Шрифт:
Она положила трубку.
Пэт продолжал костерить оператора:
– И не смей тут трубки бросать! Я с вас все стрясу!
Наконец Пэт закрыл свой телефон-раскладушку, попинал землю и повернулся к нам с Рустером:
– Нет, вы представляете, какая наглость! Два года мой абонентский ящик не обслуживался! Вот мудаки! Я отсужу у них десять миллионов. До Верховного суда дойду, если понадобится!
И тут Рустер задал Пэту вопрос, который явно не приходил тому в голову:
– А ты подумал, братишка, что скажет тебе судья, когда выяснится, что ты два года не проверял сообщения в своем абонентском ящике, а потому и не знал, что он не обслуживается?
Занавес.
Похоже, все мои родственники обожают судиться, вот только не всегда выбирают беспроигрышные дела.
На следующий день Камила, Леви и я раньше срока отправились домой, чтобы заняться одним неотложным делом.
Я твердо уверен, что любые попытки растянуть медовый месяц на всю оставшуюся жизнь заведомо обречены на провал. Я даже больше скажу – это несправедливо по отношению к супругам. Медовый месяц – как 120-ваттная лампочка, яркая, но недолговечная. Любимые вряд ли выдержат, если постоянно возносить их на пьедестал. Если смотреть на любимых как на сверхъестественные существа, то наше отражение в их глазах превращает в сверхъестественные существа и нас самих. И мы оба становимся недостижимыми для полного обладания.
Медовый месяц, как и Голливуд, напоминает мультфильм, прекрасный, но нереальный, далекий от действительности за порогом кинотеатра.

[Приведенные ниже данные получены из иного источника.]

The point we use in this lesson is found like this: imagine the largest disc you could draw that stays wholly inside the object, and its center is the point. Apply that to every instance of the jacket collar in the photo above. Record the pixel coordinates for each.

Мы живем в действительности. В ней обитают человеческие чувства. В ней скрываются наши секреты, поражения, страхи, надежды и неудачи. В ней заключено все то, что начинается после финальных титров. В ней настоящая любовь заботится, болит, понимает, спотыкается и поднимает на ноги. В действительности жить нелегко, но мы стараемся изо всех сил.
Двадцативаттная лампочка не осветит дорогу, если воспринимаешь любимую исключительно как Чудо-Женщину, а она считает тебя исключительно мистером Совершенство.
Стоваттная лампочка медового месяца – явление сверхъестественное.
По определению.
Медовый месяц – это начало. Первый раз. Рождение. Поэтому он и называется медовый месяц, а не семейная жизнь. Им невозможно завладеть в полной мере, его невозможно растянуть.
А потом рождается дочь.
Третьего января 2010 года родилась Вида Алвес Макконахи.
Это единственный медовый месяц, который длится всю жизнь.
ПРОШЕЛ ГОД.
Мне предлагали десятки ролей в романтических комедиях. Исключительно роли в романтических комедиях. Из вежливости я читал сценарии, но упрямо придерживался выбранной стратегии и на все предложения отвечал отказом. Вот прямо-таки на все? А какие вообще были предложения?
Ну, один раз мне предложили пять миллионов долларов за два месяца работы. Я прочитал сценарий. Отказался.
Потом предложили восемь миллионов. Отказался.
Потом предложили десять миллионов. Нет, спасибо.
Потом двенадцать с половиной миллионов. Спасибо, как-нибудь в другой раз.
Потом четырнадцать с половиной миллионов.
Гм. Может, повнимательней прочесть сценарий?
Как ни странно, он оказался намного лучше. Смешнее, драматичнее и в общем качественнее того, который мне предлагали за пять миллионов. Тот же самый сценарий, с теми же самыми словами. Но гораздо лучше предыдущих.
Я отказался.
Если у меня не было возможности делать то, что я хочу, я не собирался делать то, чего не хочу, и не важно, сколько мне за это заплатят.
Мне на выручку приходило чувство юмора, меня поддерживала сильная женщина, а сын и дочь не давали сидеть без дела. Все это помогло мне пережить временный разрыв с Голливудом. Однако же постоянно приходилось напоминать себе, что моя самоизоляция – разновидность отложенного вознаграждения, что сегодняшнее воздержание – это завтрашняя прибыль, что мой личный протест выгребает мусор из моей души, что я, как говорит Уоррен Баффет, запасаюсь соломенными шляпами среди зимы. Но то, что я не работал и не был на виду, сказывалось на моем настроении.
Дело в том, что я ощущаю свою значимость только в работе. За восемнадцать лет я пристрастился к съемкам, как к наркотику, мне нравилось играть роли, и отсутствие работы вызывало своего рода ломку. Каждое предложение сняться в романтической комедии заставляло думать о ролях – о любых, каких угодно, лишь бы получить работу. Стремление к личностному развитию боролось во мне с соблазном делать то, что я и без того считал большой честью, хотя хорошо понимал, как важно для меня, чтобы мое творчество и работа отражали мою жизнь и мою сущность.